De regering staat op het standpunt dat verbetering van de aansluiting van het aanbod van, en de vraag naar, strategische sociaalwetenschappelijke kennis van groot belang is. Deze verbetering zou gericht moeten zijn op het vergroten van de mogelijkheden om deze strategische sociaalwetenschappelijke kennis te benutten voor milieurelevant beleid. Een dergelijke benadering garandeert niet alleen dat er zicht ontstaat op het voor het milieubeleid relevante deel van de sociaal-wetenschappelijke kennisinfrastruktuur, maar vergroot tevens de kans dat deze kennisinfrastruktuur ook gebruikt gaat worden.

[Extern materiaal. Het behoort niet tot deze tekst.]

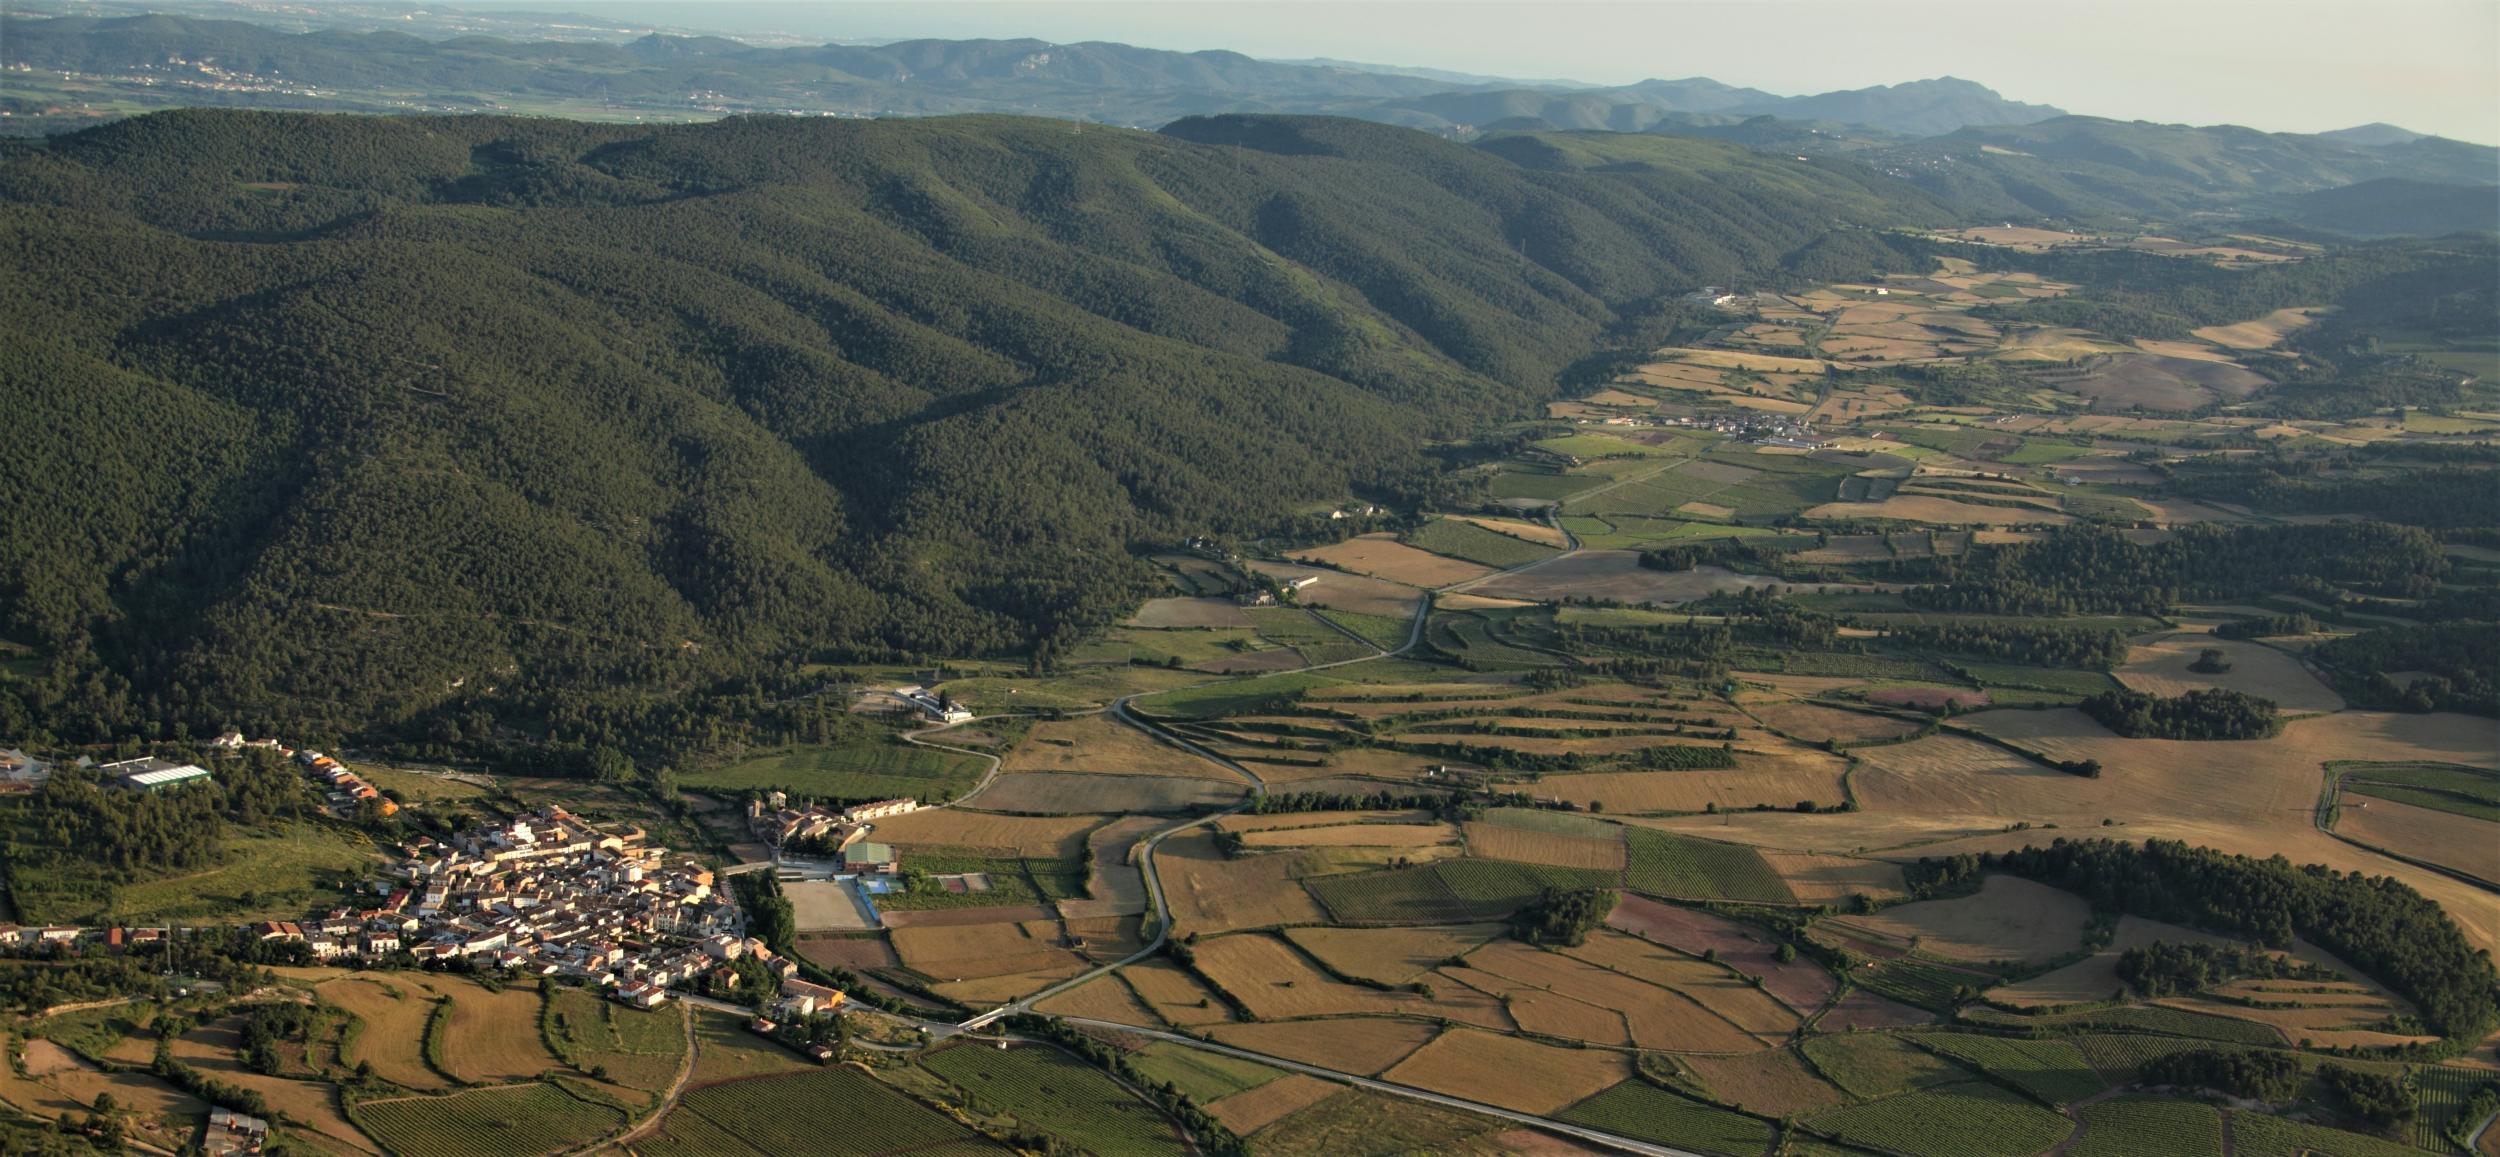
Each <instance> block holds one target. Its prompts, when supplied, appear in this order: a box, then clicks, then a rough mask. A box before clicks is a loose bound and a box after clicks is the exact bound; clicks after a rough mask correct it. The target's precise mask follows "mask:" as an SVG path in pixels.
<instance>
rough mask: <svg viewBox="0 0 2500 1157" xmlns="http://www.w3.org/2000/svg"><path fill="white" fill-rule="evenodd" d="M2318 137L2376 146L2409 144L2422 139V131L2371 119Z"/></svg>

De door de RMNO gesignaleerde hiaten in het onderzoek zijn dan ook met name relevant waar zich een bestaande of te verwachten strategische kennisvraag binnen departementen voordoet. Een inventarisatie van dergelijke strategische onderzoeksvragen op het gebied van sociaal-wetenschappelijk milieu- en natuuronderzoek, die vaak de grenzen van één departement zullen overstijgen, ligt dan ook voor de hand. De regering is echter van mening dat deze inventarisatie het best dáár uitgevoerd kan worden waar de vragen ontstaan: binnen de departementen. Dat betekent dat een platform met bijbehorend strategisch onderzoekprogramma, zoals de RMNO dat voorstelt, in de ogen van de regering niet de meest voor de hand liggende optie is om te komen tot de gewenste verbetering in de kennisinfrastruktuur. De regering heeft een bescheiden platform voor ogen dat interdepartementale vraagarticulatie en bijbehorende aanbodarticulatie ondersteunt. Het gaat daarbij niet alleen om de strategische onderzoeksvragen van nu, maar ook om de in de toekomst te verwachten vragen. Indien dit platform voorziet in een behoefte is het niet ondenkbaar dat er op termijn een strategisch onderzoekprogramma ontstaat. Het platform zal de mogelijkheden hiervoor onderzoeken. Het platform zal gerealiseerd moeten worden binnen de budgettaire kaders die elk departement kent.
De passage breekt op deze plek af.